Pelajaran penting dari gagasan ini adalah bagaimana menempatkan peran pemerintah secara tepat untuk membantu mengembangkan industri, terutama pelayaran dan laut. Yakni dengan memfokuskan pada peran dalam pembangunan infrastruktur, standardisasi dan regulasi yang efektif dalam mendorong pelaku swasta untuk berkembang pada niche market masing-masing.

Pelajaran penting dari penerbangan udara menunjukkan pasar perintis yang tadinya dianggap cost center dengan model pengembangan pasar yang tepat justru dapat menjadi celah pasar dengan marjin yang menarik. Intervensi model lama dengan melibatkan BUMN justru menghambat perkembangan pasar.

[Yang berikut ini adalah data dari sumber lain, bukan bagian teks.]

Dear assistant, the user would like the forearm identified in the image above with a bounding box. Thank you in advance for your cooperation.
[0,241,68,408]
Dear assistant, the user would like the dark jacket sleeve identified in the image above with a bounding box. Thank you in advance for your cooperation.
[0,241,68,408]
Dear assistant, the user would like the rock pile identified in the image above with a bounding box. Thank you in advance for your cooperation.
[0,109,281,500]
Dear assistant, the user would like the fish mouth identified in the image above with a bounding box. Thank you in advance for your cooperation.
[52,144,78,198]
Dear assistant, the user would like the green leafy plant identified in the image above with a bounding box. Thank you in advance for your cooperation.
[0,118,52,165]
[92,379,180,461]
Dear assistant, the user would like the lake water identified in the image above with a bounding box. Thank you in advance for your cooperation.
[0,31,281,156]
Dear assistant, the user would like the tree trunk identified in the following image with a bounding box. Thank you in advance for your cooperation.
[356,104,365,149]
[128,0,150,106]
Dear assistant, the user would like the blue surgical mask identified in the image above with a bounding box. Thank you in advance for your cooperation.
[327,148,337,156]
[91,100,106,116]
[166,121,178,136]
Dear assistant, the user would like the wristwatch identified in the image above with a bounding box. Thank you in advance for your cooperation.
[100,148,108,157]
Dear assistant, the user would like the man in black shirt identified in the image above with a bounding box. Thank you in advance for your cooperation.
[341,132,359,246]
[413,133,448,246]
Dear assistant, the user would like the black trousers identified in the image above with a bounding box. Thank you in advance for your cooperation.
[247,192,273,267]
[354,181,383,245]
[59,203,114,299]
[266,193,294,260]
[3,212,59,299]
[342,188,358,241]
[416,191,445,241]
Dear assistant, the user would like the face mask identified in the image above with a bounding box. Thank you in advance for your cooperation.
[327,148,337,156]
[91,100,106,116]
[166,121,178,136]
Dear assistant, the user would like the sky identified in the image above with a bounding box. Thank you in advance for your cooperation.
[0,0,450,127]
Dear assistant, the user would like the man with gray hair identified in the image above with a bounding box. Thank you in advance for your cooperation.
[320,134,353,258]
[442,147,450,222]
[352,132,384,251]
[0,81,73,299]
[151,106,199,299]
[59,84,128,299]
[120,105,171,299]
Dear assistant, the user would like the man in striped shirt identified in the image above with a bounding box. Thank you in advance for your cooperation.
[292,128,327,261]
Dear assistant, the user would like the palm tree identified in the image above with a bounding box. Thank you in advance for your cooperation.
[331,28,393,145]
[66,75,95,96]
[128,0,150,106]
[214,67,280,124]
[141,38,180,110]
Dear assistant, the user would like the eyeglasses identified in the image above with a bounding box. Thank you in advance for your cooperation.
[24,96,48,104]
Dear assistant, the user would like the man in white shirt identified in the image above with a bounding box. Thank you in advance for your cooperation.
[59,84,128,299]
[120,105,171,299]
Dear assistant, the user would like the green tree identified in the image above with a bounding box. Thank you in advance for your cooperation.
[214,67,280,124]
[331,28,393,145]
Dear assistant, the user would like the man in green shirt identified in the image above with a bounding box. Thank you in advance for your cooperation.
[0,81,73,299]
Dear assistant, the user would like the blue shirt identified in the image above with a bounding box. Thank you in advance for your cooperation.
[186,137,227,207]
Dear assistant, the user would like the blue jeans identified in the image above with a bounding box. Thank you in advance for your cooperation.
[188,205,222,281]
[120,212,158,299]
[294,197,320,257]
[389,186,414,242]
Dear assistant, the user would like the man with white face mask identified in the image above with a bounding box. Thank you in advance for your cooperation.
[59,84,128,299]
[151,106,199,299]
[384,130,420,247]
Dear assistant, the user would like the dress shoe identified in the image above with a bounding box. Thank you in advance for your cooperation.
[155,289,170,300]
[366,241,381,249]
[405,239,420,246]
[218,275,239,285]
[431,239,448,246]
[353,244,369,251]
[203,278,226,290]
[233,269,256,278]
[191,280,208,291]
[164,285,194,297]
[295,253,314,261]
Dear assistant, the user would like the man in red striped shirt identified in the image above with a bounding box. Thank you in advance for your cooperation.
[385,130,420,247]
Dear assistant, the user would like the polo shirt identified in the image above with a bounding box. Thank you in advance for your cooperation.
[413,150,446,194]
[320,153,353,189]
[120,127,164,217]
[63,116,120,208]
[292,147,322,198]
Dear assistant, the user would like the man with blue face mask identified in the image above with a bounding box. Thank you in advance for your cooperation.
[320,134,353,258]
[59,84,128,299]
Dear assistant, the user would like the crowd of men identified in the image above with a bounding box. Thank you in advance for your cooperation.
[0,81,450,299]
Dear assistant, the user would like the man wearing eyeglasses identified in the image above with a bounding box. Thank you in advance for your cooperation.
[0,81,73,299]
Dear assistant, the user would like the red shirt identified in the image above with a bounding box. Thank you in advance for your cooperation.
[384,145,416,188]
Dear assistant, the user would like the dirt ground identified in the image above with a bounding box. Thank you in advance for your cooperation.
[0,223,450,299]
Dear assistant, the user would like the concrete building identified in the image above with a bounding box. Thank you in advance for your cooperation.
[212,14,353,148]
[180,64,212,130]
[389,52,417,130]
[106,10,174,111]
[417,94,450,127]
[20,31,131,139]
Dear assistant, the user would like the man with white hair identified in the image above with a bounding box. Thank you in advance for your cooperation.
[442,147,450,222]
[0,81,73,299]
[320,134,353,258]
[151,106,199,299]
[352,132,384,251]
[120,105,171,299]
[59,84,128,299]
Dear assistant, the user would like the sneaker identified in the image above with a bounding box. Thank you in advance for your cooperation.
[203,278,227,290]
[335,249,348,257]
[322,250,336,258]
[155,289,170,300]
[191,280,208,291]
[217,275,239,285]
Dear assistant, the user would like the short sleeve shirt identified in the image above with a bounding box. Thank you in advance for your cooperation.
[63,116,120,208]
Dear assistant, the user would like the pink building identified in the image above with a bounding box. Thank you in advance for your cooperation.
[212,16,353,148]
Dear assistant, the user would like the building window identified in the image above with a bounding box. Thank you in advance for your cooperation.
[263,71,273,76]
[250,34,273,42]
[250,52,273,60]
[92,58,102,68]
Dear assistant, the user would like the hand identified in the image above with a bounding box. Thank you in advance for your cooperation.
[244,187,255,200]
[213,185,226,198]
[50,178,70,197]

Pengalaman di angkutan udara mestinya bisa menginspirasi pemerintah untuk beralih dari model yang tradisional ke model baru bagi pelayaran perintis dan pelayaran rakyat. Negara tidak menjadi predator tetapi menjadi fasilitator.

Halaman:
Mohamad Ikhsan
Guru Besar Fakultas Ekonomi Universitas Indonesia

Catatan Redaksi:
Katadata.co.id menerima tulisan opini dari akademisi, pekerja profesional, pengamat, ahli/pakar, tokoh masyarakat, dan pekerja pemerintah. Kriteria tulisan adalah maksimum 1.000 kata dan tidak sedang dikirim atau sudah tayang di media lain. Kirim tulisan ke opini@katadata.co.id disertai dengan CV ringkas dan foto diri.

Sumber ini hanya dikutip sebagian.